After Jack was out and shaking himself off, Costas reached into the top of his wetsuit and extracted a slim metallic device, about the size of a pocket calculator. He tapped the front and pulled out an aerial, bringing the device to his ear.
“Sometimes you’re a surprising bag of tricks,” Jack panted.
“Combined GPS beacon and two-way radio,” Costas said. “All I need to do now is activate the mayday button and Ben’ll have us pinpointed. I can try to establish a radio link and talk to him when we know what the situation is.”
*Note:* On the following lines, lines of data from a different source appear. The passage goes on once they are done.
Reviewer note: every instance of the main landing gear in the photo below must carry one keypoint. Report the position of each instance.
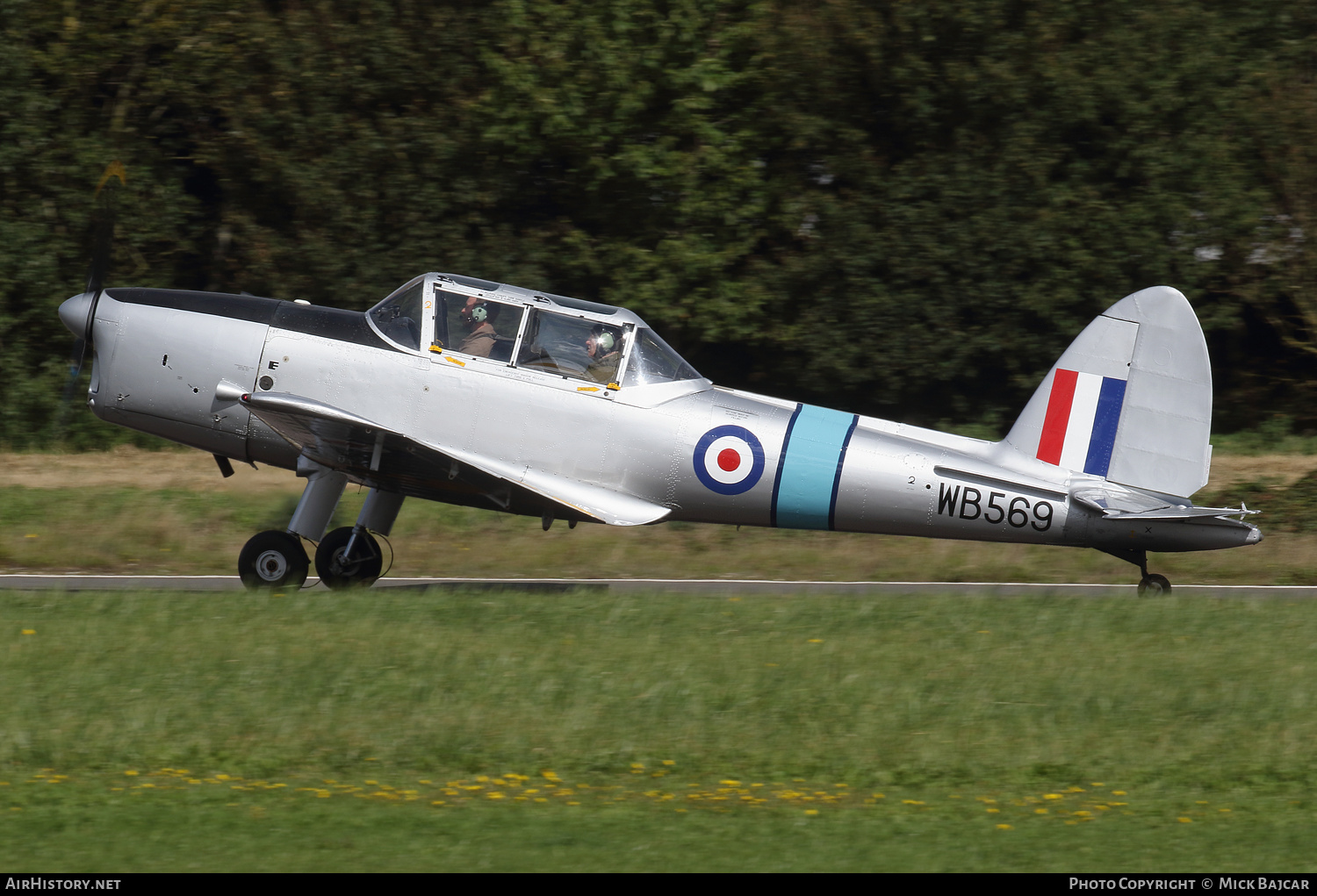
(1151, 584)
(347, 556)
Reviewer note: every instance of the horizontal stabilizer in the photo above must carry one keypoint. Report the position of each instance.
(1141, 505)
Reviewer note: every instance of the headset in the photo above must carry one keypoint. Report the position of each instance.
(603, 340)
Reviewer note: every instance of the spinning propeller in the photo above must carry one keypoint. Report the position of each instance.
(79, 312)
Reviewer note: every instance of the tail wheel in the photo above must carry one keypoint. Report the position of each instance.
(273, 559)
(340, 571)
(1154, 585)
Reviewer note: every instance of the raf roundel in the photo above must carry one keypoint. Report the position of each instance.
(729, 459)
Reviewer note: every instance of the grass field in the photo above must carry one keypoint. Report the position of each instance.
(408, 730)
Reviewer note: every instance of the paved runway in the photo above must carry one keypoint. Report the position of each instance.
(709, 587)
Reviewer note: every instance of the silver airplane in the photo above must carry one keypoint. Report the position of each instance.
(489, 395)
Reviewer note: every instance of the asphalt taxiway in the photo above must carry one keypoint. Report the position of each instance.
(708, 587)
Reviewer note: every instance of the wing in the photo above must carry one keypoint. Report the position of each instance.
(382, 458)
(1132, 504)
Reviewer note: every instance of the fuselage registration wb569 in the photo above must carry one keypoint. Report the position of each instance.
(489, 395)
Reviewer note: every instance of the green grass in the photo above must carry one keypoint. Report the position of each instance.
(373, 732)
(195, 532)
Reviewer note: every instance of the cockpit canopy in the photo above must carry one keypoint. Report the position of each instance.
(529, 331)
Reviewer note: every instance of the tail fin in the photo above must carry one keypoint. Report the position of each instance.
(1130, 399)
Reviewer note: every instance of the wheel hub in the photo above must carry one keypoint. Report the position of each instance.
(271, 566)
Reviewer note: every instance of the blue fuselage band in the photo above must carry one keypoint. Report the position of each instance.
(810, 467)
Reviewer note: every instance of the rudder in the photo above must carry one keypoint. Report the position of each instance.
(1129, 400)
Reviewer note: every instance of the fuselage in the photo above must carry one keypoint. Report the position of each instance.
(706, 453)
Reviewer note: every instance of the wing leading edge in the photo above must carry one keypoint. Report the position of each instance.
(384, 458)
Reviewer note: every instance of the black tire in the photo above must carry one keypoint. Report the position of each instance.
(361, 572)
(1154, 585)
(273, 559)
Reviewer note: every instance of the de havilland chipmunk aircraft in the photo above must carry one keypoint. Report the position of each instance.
(484, 394)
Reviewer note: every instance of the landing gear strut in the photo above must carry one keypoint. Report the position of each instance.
(347, 556)
(1151, 584)
(345, 559)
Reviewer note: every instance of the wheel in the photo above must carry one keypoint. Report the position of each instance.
(1154, 585)
(361, 570)
(273, 559)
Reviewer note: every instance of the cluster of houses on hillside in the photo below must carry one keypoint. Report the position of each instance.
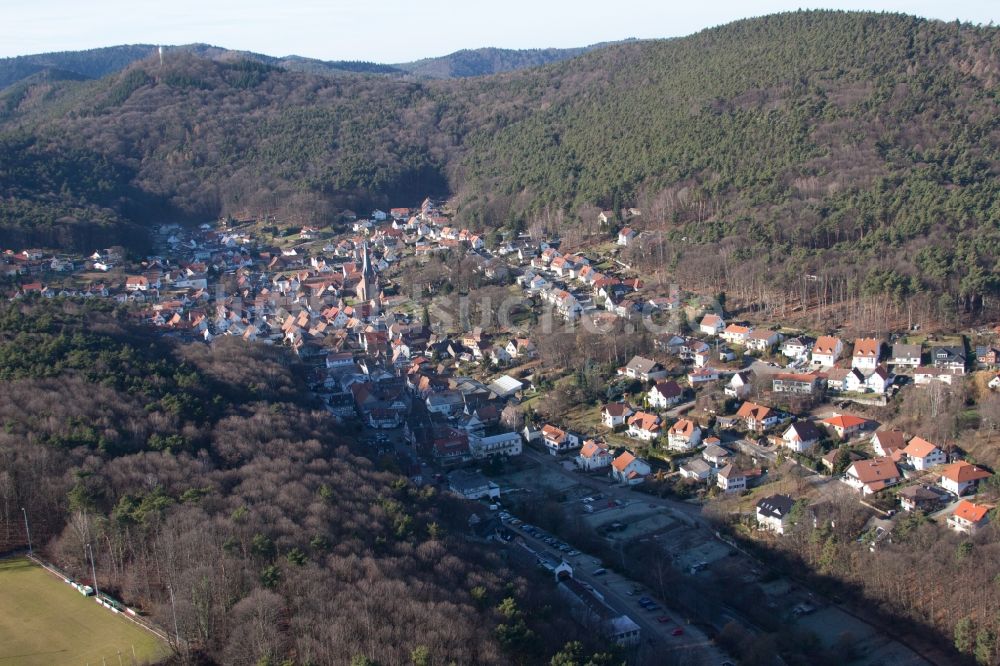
(329, 298)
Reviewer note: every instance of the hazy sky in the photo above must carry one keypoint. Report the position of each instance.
(398, 30)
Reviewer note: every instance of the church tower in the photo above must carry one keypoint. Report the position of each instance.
(368, 285)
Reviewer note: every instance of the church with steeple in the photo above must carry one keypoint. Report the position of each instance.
(368, 286)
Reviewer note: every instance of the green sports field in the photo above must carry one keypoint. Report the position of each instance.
(45, 621)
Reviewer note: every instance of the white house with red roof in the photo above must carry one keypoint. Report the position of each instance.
(867, 352)
(626, 236)
(735, 334)
(887, 442)
(846, 425)
(969, 517)
(960, 477)
(712, 324)
(644, 426)
(626, 468)
(757, 418)
(871, 476)
(921, 454)
(683, 435)
(664, 394)
(826, 351)
(558, 440)
(594, 455)
(615, 414)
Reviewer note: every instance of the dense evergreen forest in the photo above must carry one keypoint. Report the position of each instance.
(207, 469)
(860, 149)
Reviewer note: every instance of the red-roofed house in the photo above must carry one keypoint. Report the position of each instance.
(959, 477)
(735, 334)
(756, 418)
(712, 324)
(826, 351)
(626, 236)
(615, 414)
(626, 468)
(644, 426)
(683, 435)
(885, 442)
(866, 354)
(558, 440)
(846, 425)
(969, 517)
(871, 476)
(593, 455)
(921, 454)
(665, 394)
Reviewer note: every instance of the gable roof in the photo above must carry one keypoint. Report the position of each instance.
(890, 439)
(641, 365)
(826, 344)
(592, 448)
(668, 389)
(972, 512)
(900, 350)
(963, 472)
(919, 447)
(715, 451)
(553, 433)
(622, 461)
(752, 410)
(804, 430)
(617, 409)
(683, 428)
(730, 472)
(871, 472)
(845, 421)
(775, 506)
(867, 347)
(645, 421)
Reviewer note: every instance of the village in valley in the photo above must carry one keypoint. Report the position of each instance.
(704, 434)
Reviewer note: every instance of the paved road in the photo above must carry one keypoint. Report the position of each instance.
(698, 649)
(685, 511)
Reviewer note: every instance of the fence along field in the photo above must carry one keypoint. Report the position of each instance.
(44, 621)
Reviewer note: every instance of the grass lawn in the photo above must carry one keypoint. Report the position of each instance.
(45, 621)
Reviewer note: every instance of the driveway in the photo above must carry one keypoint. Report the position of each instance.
(658, 636)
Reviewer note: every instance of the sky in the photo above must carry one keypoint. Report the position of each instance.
(390, 31)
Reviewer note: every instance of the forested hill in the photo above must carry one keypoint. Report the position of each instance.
(209, 474)
(858, 142)
(95, 63)
(486, 61)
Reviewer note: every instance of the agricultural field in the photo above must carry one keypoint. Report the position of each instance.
(44, 621)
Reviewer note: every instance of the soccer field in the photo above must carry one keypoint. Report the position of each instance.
(45, 621)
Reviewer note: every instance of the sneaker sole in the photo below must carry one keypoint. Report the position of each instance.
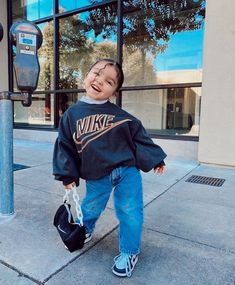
(124, 274)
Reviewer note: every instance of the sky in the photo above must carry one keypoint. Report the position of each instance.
(184, 49)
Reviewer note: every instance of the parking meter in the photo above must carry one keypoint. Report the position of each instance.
(1, 32)
(27, 38)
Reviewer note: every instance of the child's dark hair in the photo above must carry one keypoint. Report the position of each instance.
(117, 67)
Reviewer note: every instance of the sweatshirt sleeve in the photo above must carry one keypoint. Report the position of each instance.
(65, 157)
(147, 153)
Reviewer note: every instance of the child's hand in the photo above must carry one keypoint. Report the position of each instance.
(160, 170)
(70, 186)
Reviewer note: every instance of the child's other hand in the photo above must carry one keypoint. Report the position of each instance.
(160, 170)
(69, 186)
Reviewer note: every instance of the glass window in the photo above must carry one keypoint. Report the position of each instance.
(66, 100)
(41, 112)
(31, 9)
(166, 111)
(84, 38)
(163, 43)
(65, 5)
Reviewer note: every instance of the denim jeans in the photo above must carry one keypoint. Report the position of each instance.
(126, 183)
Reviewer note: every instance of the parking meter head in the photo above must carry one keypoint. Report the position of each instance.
(27, 38)
(1, 32)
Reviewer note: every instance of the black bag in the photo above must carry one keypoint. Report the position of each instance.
(72, 234)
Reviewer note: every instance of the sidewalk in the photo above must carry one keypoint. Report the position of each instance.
(188, 237)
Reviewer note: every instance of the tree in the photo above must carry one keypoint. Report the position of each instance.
(148, 25)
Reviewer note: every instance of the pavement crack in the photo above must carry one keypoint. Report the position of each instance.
(192, 241)
(182, 178)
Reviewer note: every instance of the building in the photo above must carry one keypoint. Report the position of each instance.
(177, 57)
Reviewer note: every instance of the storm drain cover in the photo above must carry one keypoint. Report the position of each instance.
(19, 167)
(218, 182)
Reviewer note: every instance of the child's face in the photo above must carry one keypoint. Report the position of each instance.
(101, 81)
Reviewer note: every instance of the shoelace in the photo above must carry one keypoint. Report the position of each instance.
(126, 259)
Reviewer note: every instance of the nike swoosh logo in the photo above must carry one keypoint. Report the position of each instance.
(59, 228)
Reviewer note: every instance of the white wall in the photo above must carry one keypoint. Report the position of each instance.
(217, 124)
(3, 48)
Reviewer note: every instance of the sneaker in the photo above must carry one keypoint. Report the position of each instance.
(124, 264)
(88, 237)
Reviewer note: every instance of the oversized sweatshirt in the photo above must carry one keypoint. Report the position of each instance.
(94, 139)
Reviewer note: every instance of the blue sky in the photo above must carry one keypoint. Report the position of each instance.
(184, 52)
(184, 49)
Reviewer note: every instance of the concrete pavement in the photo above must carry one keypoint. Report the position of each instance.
(188, 237)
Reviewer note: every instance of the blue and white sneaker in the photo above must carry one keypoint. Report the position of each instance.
(124, 264)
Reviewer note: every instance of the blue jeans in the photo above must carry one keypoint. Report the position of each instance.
(126, 183)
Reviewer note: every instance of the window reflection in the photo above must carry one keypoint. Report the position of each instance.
(166, 111)
(45, 56)
(32, 9)
(41, 112)
(65, 5)
(66, 100)
(84, 39)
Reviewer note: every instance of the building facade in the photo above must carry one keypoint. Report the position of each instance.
(176, 56)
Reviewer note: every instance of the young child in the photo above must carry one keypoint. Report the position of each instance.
(106, 146)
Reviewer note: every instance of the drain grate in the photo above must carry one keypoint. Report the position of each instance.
(19, 166)
(218, 182)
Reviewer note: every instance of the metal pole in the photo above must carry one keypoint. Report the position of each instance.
(6, 158)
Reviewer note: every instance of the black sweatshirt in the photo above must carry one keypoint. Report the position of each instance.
(94, 139)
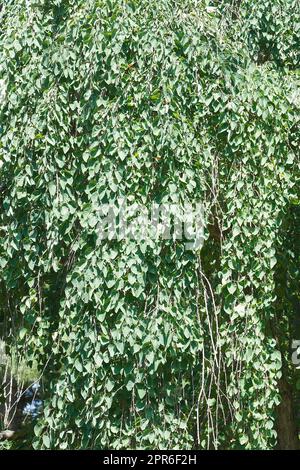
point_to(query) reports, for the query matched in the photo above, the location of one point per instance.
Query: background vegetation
(147, 345)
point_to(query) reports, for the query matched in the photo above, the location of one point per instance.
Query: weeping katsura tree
(143, 343)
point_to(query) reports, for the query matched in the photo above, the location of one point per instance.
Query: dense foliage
(144, 344)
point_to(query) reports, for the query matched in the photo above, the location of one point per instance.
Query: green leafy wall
(147, 345)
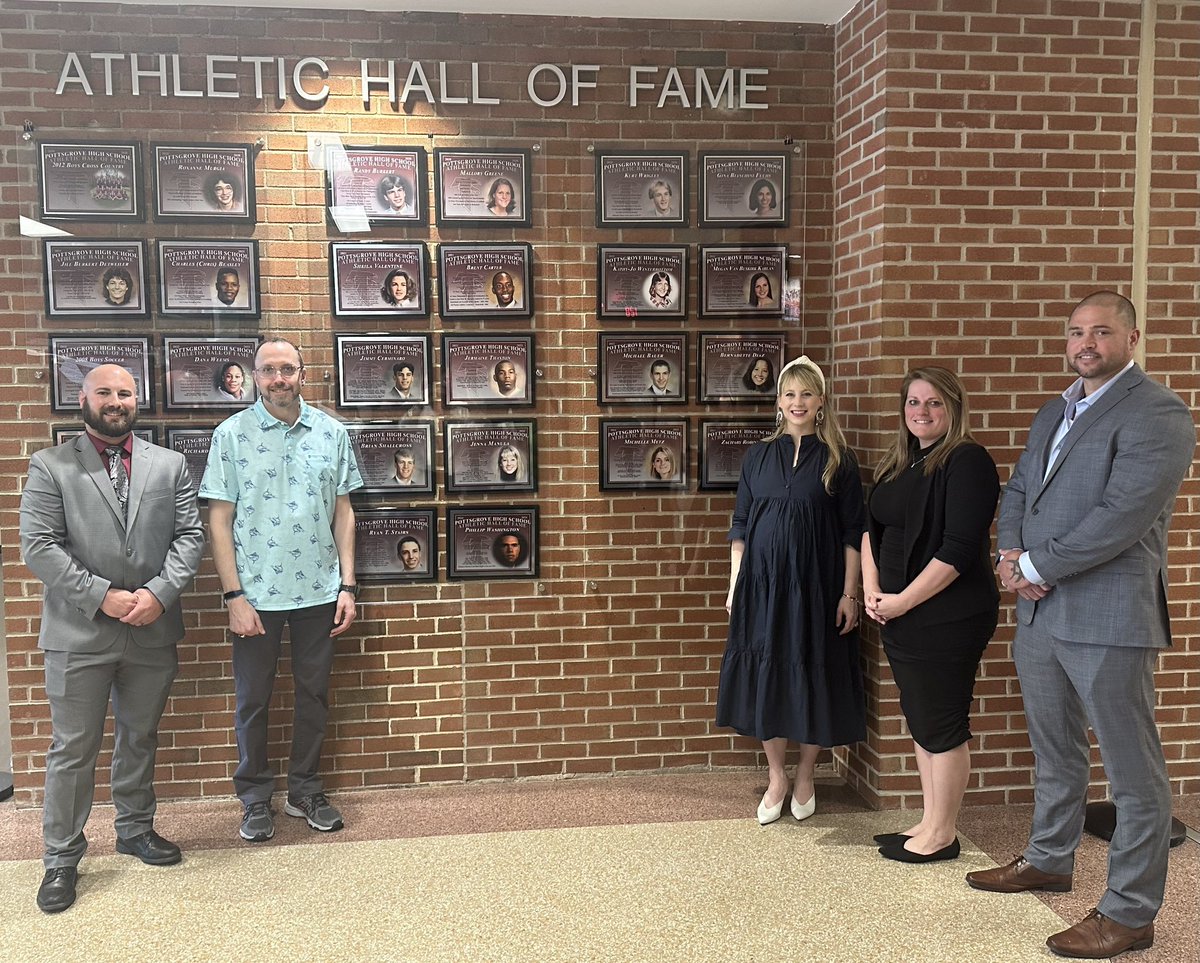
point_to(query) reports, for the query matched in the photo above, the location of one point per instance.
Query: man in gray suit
(1083, 537)
(109, 524)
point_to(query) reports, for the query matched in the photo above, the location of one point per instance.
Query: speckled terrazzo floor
(651, 867)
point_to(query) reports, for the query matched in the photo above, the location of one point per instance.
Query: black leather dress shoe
(57, 891)
(150, 848)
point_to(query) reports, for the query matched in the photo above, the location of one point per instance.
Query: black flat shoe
(897, 851)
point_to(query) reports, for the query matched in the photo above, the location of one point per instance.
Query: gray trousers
(1066, 686)
(78, 686)
(255, 664)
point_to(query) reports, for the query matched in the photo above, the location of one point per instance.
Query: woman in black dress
(928, 581)
(791, 667)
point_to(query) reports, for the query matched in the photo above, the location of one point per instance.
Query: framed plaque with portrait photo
(641, 189)
(487, 370)
(723, 444)
(739, 366)
(492, 543)
(204, 183)
(387, 183)
(395, 544)
(743, 281)
(204, 277)
(88, 180)
(743, 189)
(491, 455)
(483, 187)
(209, 372)
(73, 356)
(382, 370)
(394, 458)
(642, 369)
(379, 280)
(643, 454)
(94, 279)
(635, 281)
(485, 280)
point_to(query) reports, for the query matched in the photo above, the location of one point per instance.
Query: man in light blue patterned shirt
(279, 483)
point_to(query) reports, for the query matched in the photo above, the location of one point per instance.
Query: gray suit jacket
(75, 540)
(1096, 528)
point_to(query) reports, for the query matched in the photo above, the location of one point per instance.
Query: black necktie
(118, 476)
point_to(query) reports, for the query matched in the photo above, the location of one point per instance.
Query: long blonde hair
(807, 376)
(949, 388)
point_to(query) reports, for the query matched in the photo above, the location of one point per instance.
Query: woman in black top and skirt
(928, 581)
(791, 668)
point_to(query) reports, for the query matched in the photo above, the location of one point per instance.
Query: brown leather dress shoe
(1020, 875)
(1097, 937)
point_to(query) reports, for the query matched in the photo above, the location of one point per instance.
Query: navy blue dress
(786, 670)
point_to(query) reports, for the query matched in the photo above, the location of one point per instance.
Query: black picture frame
(195, 279)
(729, 366)
(629, 187)
(90, 180)
(383, 544)
(361, 178)
(630, 368)
(95, 279)
(477, 539)
(729, 277)
(469, 283)
(381, 446)
(636, 281)
(72, 356)
(466, 181)
(490, 455)
(629, 448)
(192, 180)
(379, 280)
(202, 372)
(731, 183)
(367, 375)
(489, 370)
(723, 444)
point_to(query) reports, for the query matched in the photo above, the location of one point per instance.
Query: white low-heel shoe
(768, 814)
(807, 809)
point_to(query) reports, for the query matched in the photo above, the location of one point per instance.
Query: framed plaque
(209, 372)
(643, 454)
(743, 281)
(492, 543)
(395, 544)
(491, 455)
(483, 187)
(204, 183)
(641, 189)
(743, 189)
(95, 279)
(395, 458)
(487, 370)
(88, 180)
(642, 369)
(739, 366)
(203, 277)
(388, 183)
(73, 356)
(641, 281)
(193, 444)
(485, 280)
(723, 444)
(382, 370)
(379, 280)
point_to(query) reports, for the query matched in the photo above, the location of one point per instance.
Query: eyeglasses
(270, 371)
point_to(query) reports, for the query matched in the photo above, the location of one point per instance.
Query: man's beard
(95, 420)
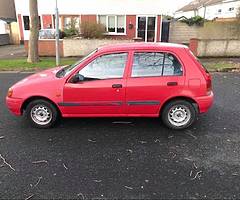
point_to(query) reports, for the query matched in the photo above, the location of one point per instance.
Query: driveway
(124, 158)
(12, 52)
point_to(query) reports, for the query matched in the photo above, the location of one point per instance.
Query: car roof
(139, 46)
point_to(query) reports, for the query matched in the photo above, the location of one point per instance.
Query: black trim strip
(68, 104)
(136, 103)
(104, 103)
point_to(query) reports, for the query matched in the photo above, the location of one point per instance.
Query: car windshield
(66, 70)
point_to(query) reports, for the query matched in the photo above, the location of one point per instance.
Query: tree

They had surfaced beside a rough jungle track. It was still raining, alternately drizzling and pouring. Costas activated the compass on his device and quickly took a bearing. Ten minutes later they crept up the limestone dome that covered the cenote and approached the overgrown temple. The jeep that had brought them was at the end of the track. Jack saw a boy, a local Maya, playing on the road, but he had not spotted them. They stealthily rounded the building and each took one side of the entrance, their backs flat to the wall, listening. They could hear nothing. Jack could taste the salt of his sweat joining the water on his face. He looked at Costas, nodded. They sidled into the chamber, keeping to the shadows, straining their eyes into the candlelit gloom. There was no sign of Maria or Loki. The only occupant was a man sitting with his back to them on a diving tank, cleaning a pistol. Jack gestured to Costas and returned to the entrance, vigilant. Costas crept up behind Reksnys and put his arm round his throat, clamping his mouth. The pistol dropped with a clatter. Costas drew the man close and spoke with a snarl.